Stereodivergent Pd-catalyzed cross-coupling reactions using enantioenriched alkylboron nucleophiles. % es = % ee (final product) / % ee (starting material). † 44% yield, 84% ee (86% es) when run at 60 °C.

To further probe the origin of the ligand-dependent enantiodivergent process, we interrogated the mechanism of transmetallation using the parameterization strategy described above (Figure 4). To accomplish this, phenyl-substituted substrate 20 was selected due to enhanced performance and thus a greater output range. Additionally, 24 ligands were tested, excluding smaller ligands to reduce the complexity associated with β-hydride elimination. Multivariate linear regression revealed that most of the outputs can be expressed in two readily interpretable terms that discriminate the transmetallation pathways: the average energy of the P−C antibonding orbitals E_σ*(P−C), representative of π-back bonding, and the energy of the lone pair orbital of phosphorus ELP(P), a measure of the ligand’s σ-donation capability (Figure 4B). This outcome suggests that the stereoinvertive pathway is dependent on strong σ-donation from the ligand, which may stabilize a two-coordinate, cationic palladium complex. Conversely, the stereoretentive pathway is enhanced by π-back bonding, which may stabilize the coordination of a π-donor ligand X (presumably OH⁻) to Pd.
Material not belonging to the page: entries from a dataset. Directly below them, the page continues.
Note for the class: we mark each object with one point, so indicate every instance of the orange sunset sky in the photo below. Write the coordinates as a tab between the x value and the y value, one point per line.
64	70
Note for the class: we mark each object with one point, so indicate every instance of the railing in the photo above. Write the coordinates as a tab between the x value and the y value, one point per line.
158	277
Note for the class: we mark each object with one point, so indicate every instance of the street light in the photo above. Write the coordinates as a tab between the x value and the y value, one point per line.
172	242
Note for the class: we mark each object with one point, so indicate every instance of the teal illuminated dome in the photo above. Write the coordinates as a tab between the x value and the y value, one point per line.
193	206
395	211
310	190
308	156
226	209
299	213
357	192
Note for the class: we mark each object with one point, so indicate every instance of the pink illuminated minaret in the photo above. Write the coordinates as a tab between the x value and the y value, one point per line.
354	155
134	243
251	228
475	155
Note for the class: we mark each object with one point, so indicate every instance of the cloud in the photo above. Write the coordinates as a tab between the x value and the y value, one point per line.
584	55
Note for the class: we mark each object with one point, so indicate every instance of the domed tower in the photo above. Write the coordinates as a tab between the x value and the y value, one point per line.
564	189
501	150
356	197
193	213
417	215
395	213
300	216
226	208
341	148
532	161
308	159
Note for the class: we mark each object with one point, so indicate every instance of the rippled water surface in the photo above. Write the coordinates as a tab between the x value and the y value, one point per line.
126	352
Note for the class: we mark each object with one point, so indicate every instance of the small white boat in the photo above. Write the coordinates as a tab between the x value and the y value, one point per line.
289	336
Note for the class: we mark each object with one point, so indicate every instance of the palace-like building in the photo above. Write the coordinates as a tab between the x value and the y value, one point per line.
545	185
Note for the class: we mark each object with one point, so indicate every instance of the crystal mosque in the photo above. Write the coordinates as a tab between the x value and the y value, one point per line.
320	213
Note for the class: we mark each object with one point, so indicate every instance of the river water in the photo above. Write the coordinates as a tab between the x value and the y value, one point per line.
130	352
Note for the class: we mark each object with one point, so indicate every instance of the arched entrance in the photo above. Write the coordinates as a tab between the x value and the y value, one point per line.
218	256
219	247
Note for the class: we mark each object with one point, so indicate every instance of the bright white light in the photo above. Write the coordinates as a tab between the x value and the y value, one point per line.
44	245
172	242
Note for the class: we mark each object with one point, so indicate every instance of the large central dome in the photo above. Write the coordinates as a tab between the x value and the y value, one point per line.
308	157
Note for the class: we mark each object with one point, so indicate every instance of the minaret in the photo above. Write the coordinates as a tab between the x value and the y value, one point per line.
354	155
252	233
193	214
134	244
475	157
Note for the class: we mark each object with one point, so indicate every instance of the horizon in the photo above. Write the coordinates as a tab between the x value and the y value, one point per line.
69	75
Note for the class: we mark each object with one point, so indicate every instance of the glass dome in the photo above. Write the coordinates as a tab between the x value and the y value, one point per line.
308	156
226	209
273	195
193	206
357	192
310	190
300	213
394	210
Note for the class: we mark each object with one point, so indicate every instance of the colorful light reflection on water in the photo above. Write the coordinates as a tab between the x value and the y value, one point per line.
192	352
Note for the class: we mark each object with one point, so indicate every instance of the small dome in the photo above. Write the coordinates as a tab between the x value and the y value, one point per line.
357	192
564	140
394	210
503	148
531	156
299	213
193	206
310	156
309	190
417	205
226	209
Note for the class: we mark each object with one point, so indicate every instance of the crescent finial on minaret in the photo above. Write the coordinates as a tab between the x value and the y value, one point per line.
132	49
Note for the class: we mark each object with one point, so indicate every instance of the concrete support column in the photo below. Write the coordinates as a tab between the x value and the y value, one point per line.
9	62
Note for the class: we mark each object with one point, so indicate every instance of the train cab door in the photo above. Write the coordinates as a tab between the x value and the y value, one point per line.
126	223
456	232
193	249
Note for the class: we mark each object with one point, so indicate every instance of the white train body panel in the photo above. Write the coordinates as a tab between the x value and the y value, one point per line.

Including two steric descriptors such as B₁ and L improves the model fit by treating the competitive β-hydride elimination that occurs using smaller ligands and decreases the observed specificity. This becomes evident when the four smallest ligands in this dataset are removed from the analysis, which results in an excellent correlation using just the two electronic descriptors with the experimentally observed stereochemical outcomes (Figure 4D). Multivariate regression analysis thereby provides compelling evidence for the electronic factors favoring each transmetallation mechanism and thus a guideline for future developments in stereospecific cross-coupling reactions.

Figure 4.

Mechanistic investigation by multidimensional regression modeling. A) Data from the arylation of 20 was used. [PdL] is the precatalyst as shown in Figure 3 with varying ligands. B) Regression model containing all 24 ligands of this data set. E_{σ*(P−C)avg} ^Boltz: Boltzmann-weighted average across the conformers of the average energies of the three P−C σ* antibonding orbitals in each phosphine. E_LP(P) ^Boltz: Boltzmann-weighted average of the energy of the phosphorus lone pair orbital. Sterimol B₁ ^Boltz is the least width and Sterimol L^minconf is the length of the lowest-energy conformer as seen from opposite the P substituents. Red points in the diagram: validation data (EV) not used in the model training. LOO = leave-one-out cross validation score. K-fold: average leave-three-out cross-validation score. C) Illustration and interpretation of the model terms. D) Regression model after removing the four smallest ligands in this data set to exclude the influence of competitive β-hydride elimination on the data.